Guidelines
Suggest edit

Reduce and shorten columns before publishing a wide table

For dense record-list tables in responsive layouts, use column reduction and shortening on tables to improve readability and mitigate cramped horizontal scanning for readers on mobile screens.

  • purpose:refine
  • basis:heuristic
  • chart:table
  • quality:readability
  • lever:layout-structure
  • density:dense
  • polish:declutter

advice

Column reduction

Reduce the number and width of columns before publishing a wide table. For example, drop nonessential columns, move repeating words into the header, use icons or abbreviations, and shorten or round long numbers.

reason

Why narrower columns help

A narrower table keeps more useful information visible at once and reduces left-to-right strain.

Mechanism: Fewer and shorter columns improve scanability, especially on small screens, because readers do less horizontal reading and see more of each row in one view.

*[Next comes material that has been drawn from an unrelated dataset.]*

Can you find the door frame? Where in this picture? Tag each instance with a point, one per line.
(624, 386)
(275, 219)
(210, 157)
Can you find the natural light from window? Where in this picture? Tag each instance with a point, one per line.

Evidence: The post says tables become more readable with fewer columns, especially on mobile phones, and recommends icons, abbreviations, header consolidation, and shorter or rounded number formats to narrow columns (Muth, 2019).

context

Use when the table is too wide

  • User Goal: Scan rows without heavy horizontal movement.
  • Data: Many fields, repeated words, or long numeric strings.
  • Chart Setting: Responsive table or mobile reading is relevant.
  • Audience: Readers need the essential information quickly.
  • Success Criterion: The essential columns fit comfortably and remain easy to scan.

exceptions

Do not over-apply on already narrow tables

Break it when: The table already has only a few columns and fits comfortably. Why: The rule targets readability problems caused by wide tables.

costs

Tradeoffs of shortening columns

Sacrifice: You may lose full wording or full numeric precision in the visible table.
Risk: Cutting columns blindly can remove information readers actually need.
Mitigation: Keep only essential columns on mobile and show extra columns on desktop if needed.

mistakes

Common width mistake

Mistake: Including all available data as separate full-width columns. Why it fails: The table becomes harder to read, especially on mobile.

check

Check whether the table is too wide

Failure Sign: Rows feel cramped, repeated words fill cells, or long numbers dominate the width.
Quick Check: Preview the table on a phone-sized width and see whether the essential columns still fit cleanly.
Stronger Test: Move repeated terms into headers and shorten long numbers; if the table becomes much easier to scan, the original columns were too wide.

fix

Fix the width

  • Remove columns that are not essential to the story.
  • Move repeated words from cells into the column header.
  • Replace long labels with icons or abbreviations where the meaning stays clear.
  • Use shorter or rounded number formats such as compact millions or fewer decimals.